Sitting outside a villa on the shore of the Jungfern Lake, near Berlin, Wolfgang Joop waves a hand at the tree-lined avenue between the house and the water. ‘The dividing line between East and West was right there, outside the gate,’ he says.
‘The Wall was yet to come, but when I was growing up here in Potsdam I needed to show my papers if I wanted to walk down that path.’
Before the frontier was sealed, Joop’s family seized an opportunity to move to Braunschweig, in the West. But Joop missed the dusty grandeur of the imperial palaces in Potsdam. Sanssouci, the 18th-century summer residence of Prussia’s King Frederick the Great, ‘was my playground’, Joop says; as a young man, he felt stifled by what he saw as the dreary Bürgerlichkeit, or middle-class mentality, of provincial West Germany.
Everything Joop has done in his life, as both a fashion designer and an artist, seems to address his painful sense of being just the wrong side of the border — of being a foreigner, albeit an undetectable one.
‘That broken identity was very important to me,’ Joop says. ‘There was a desire to find a glue to put the broken halves together. But I always say: if you feel like an alien, stay where you are. That feeling of being alone and different, with your own values and judgments — that is something you have to fight to hold on to.’
This outsider mindset has also influenced his approach as a collector, though this is a label he rejects (‘I am not a collector at all,’ Joop says). Joop has no interest in taxonomies or in acquiring complete sets, nor does he believe in specialisation.
He has filled a succession of homes with 18th-century furniture, contemporary sculpture, painting and decorative art — all in a joyous spirit of unbridled eclecticism. He likens these aesthetic arrangements to mixing guests at a dinner party.
‘It’s about putting an Alexandre Noll abstraction alongside a Rococo canapé, or a Prouvé daybed together with a Marc Quinn canvas — and then waiting to see if they whisper to each other in the night,’ says the designer. When he lived in New York, Joop confides, the mismatched sofas in his apartment compelled more than one visitor to press upholsterers’ business cards into his hands.
Although a self-professed non-collector, Joop nevertheless acquired the habit early in life. ‘When I was about 12, I tried to buy a work by the 18th-century Dresden master Leberecht Vogel,’ he explains. ‘The painting depicted his two children reading. It was in the back of a shop behind an oven, totally dirty. The dealer was a fat, drunken man.
‘When I went to buy it he said, “Come on, let’s drink some schnapps.” Young as I was, I drank with him and kept asking: now can we talk about the picture?
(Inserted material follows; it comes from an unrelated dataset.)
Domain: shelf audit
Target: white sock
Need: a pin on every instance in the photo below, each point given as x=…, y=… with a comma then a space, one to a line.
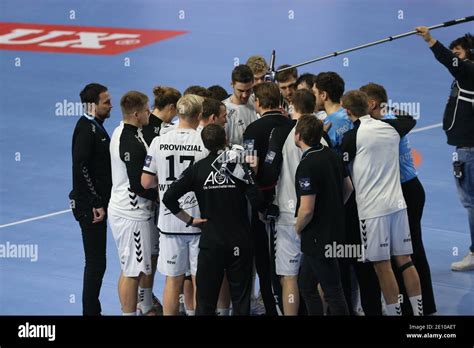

No! He never sold it to me. But then, years later, I came across it in a hard-currency antiques centre in East Germany. I bought it for 30,000 Deutschmarks. That was when I was 42.’
Joop was an accomplished picture restorer as a young man, and that early training continues to inform his collector’s eye. ‘When I look at a piece of art or furniture, I want to know how it is made,’ he says.
‘If it’s a painting, how was the scene lit? How was the pigment prepared? I am curious like a child. I want to put my nose close to the work and sniff it. I want to understand how a thing is crafted — that means more to me than the value or the provenance. How and when has it been repaired? What interests me is the arrangement of the moment — why did the artist or artisan do what they did, in the way that they did it.’
The same restless curiosity explains why the designer’s various acquisitions are in a constant state of flux.
For a time Joop owned some important canvases by the Polish-born Art Deco painter Tamara de Lempicka, whom he describes, admiringly, as ‘a supernova’, a ‘Fata Morgana’. ‘I saw at once that she looked at women the same way I looked at women,’ Joop says. He has since parted with his Lempickas, and also with some of his beloved Noll furniture.
But Joop continues to acquire new pieces, ultimately believing that you can only really understand a work of art when you own it.
‘When you buy at auction it is intimate, almost sexual. You are saying to the work: come closer, let me touch you, I want to possess you. Live with me for a short while.’ Why just a short while? ‘Because you have to let things go when the time comes’, Joop says. ‘It is so important to let things go.’